凌昭琅跪坐着,发梢还在滴水,他看看一地狼藉,又看看祝卿予阴沉的脸色。
阿元阿满自然认得这是什么东西,一五一十的都招了。阿元将红濡香的果实用手帕包住,递上前去。
祝卿予说:“你到底想干什么?”
凌昭琅抿了抿唇,仰脸看他,说:“我只是想试试,没想到这么厉害……”
“你试什么?”
“上次的篝火,我想知道是不是因为它。”
他的脑袋低垂着,又做出一副服软的假象,还时不时用那双黑亮的眼睛瞄两眼,显得自己十分无辜可怜似的。
祝卿予太熟悉他这一套,把阿元阿满都打发了,说:“说句实话就这么难吗?”
凌昭琅抬起脑袋看他,那双眼睛困惑地盯着他,似乎很不解。
祝卿予将红濡香的果实放置一旁,问:“你打算拿这个东西干什么?”
凌昭琅的身体倚靠着床榻,手臂搭在他的膝盖上,脑袋趴伏下去,说:“没打算干什么。
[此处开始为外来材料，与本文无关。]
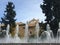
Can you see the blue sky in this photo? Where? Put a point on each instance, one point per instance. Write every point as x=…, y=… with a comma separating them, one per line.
x=25, y=9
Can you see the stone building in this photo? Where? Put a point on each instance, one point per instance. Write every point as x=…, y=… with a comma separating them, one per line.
x=21, y=32
x=32, y=27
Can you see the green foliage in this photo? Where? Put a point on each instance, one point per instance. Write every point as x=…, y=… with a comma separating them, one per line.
x=9, y=15
x=52, y=8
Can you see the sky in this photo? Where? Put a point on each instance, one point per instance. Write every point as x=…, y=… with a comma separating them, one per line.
x=26, y=10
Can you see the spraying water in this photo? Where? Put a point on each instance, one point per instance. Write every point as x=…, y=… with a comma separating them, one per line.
x=37, y=30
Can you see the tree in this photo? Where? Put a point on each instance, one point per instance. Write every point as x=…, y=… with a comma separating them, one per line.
x=9, y=15
x=51, y=8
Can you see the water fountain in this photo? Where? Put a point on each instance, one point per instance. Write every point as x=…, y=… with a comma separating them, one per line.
x=46, y=36
x=26, y=32
x=37, y=31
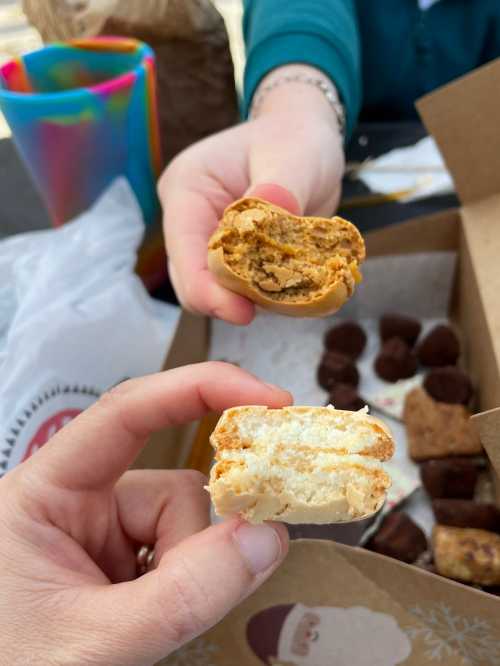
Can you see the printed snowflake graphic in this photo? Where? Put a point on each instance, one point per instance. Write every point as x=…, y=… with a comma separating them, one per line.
x=448, y=634
x=197, y=653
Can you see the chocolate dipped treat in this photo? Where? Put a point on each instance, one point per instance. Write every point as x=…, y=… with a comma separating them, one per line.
x=395, y=361
x=337, y=368
x=346, y=338
x=439, y=348
x=450, y=478
x=399, y=537
x=393, y=325
x=450, y=385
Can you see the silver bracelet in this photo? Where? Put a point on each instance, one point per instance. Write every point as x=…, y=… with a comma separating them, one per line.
x=316, y=81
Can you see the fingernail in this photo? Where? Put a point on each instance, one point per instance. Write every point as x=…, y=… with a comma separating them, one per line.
x=259, y=545
x=274, y=387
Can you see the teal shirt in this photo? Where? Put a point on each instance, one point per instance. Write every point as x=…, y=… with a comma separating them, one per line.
x=381, y=54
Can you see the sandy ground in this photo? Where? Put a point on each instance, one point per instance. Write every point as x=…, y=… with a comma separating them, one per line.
x=17, y=37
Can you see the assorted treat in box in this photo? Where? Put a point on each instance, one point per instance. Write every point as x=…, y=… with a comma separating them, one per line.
x=465, y=541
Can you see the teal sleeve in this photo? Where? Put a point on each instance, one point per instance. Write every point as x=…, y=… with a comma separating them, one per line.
x=321, y=33
x=491, y=49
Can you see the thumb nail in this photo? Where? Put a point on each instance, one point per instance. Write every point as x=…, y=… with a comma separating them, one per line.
x=276, y=194
x=259, y=545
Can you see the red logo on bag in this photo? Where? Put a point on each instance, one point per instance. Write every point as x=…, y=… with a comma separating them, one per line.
x=48, y=429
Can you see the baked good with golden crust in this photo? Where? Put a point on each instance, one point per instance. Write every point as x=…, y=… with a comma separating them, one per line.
x=299, y=465
x=466, y=554
x=437, y=430
x=297, y=266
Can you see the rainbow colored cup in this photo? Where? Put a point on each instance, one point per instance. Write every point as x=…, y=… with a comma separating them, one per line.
x=81, y=114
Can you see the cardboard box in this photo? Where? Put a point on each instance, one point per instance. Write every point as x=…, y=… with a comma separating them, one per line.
x=332, y=604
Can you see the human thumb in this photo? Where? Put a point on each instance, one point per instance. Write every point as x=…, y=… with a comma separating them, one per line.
x=194, y=586
x=276, y=194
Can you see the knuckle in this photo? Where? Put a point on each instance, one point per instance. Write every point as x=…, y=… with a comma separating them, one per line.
x=193, y=480
x=191, y=611
x=116, y=393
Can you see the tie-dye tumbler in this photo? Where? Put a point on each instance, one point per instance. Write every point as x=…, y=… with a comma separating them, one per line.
x=81, y=113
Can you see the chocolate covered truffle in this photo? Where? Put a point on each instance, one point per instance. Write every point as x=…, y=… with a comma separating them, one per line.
x=440, y=347
x=395, y=361
x=346, y=338
x=337, y=368
x=393, y=325
x=399, y=537
x=450, y=477
x=449, y=385
x=345, y=396
x=465, y=513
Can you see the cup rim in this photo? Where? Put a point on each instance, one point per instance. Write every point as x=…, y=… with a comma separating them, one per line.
x=147, y=54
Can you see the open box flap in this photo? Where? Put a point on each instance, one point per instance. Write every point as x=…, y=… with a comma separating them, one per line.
x=314, y=608
x=488, y=425
x=463, y=117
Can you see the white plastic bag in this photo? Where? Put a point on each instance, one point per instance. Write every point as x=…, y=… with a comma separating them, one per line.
x=74, y=321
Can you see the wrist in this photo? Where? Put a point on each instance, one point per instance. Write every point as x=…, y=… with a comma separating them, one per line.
x=300, y=90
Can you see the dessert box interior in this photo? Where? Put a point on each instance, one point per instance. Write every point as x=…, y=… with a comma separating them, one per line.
x=425, y=617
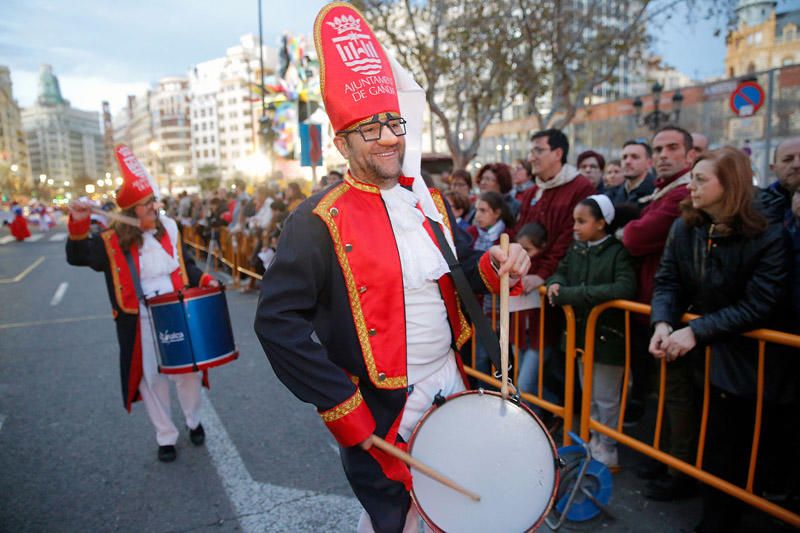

”
屋内安静下来,祝卿予又问:“你看见了什么?”
凌昭琅摇摇头,说:“什么也没有。”
他似乎很累了,讨好似的摸着祝卿予的手,说:“我去换身衣服,然后去找你。好吗?”
祝卿予看出他牢固的心防,但那双眼睛那样疲惫地看着他,他还是忍不住开口:“你到底想要什么,我真是弄不明白。”
“我说不说有什么意义?反正你都不会理解。你也需要我,这不是事实吗?干嘛总装出一副不情不愿的样子!”
屋内霎时一片寂静,凌昭琅抿紧了嘴唇,悻悻地把手从他的膝盖上缩回,转而倚靠在矮榻上,脸庞紧紧埋在手臂间。
他等了许久,却没听到对方离开的动静,终于鼓起勇气抬起头,却见祝卿予静静地看着他。
他的目光沉静,倒衬得自己那么的恼羞成怒。
凌昭琅噌地别过脸去,说:“你干嘛管那么多,我们这样不是很好吗,各取所需。你也不用怕我缠着你,害你名声扫地。”
祝卿予叹了口气,说:“我只是担心你。”
祝卿予主动伸出手,想让他像往日一样伏在自己的膝盖上。距离近一些,也许能够缓和此时剑拔弩张的氛围。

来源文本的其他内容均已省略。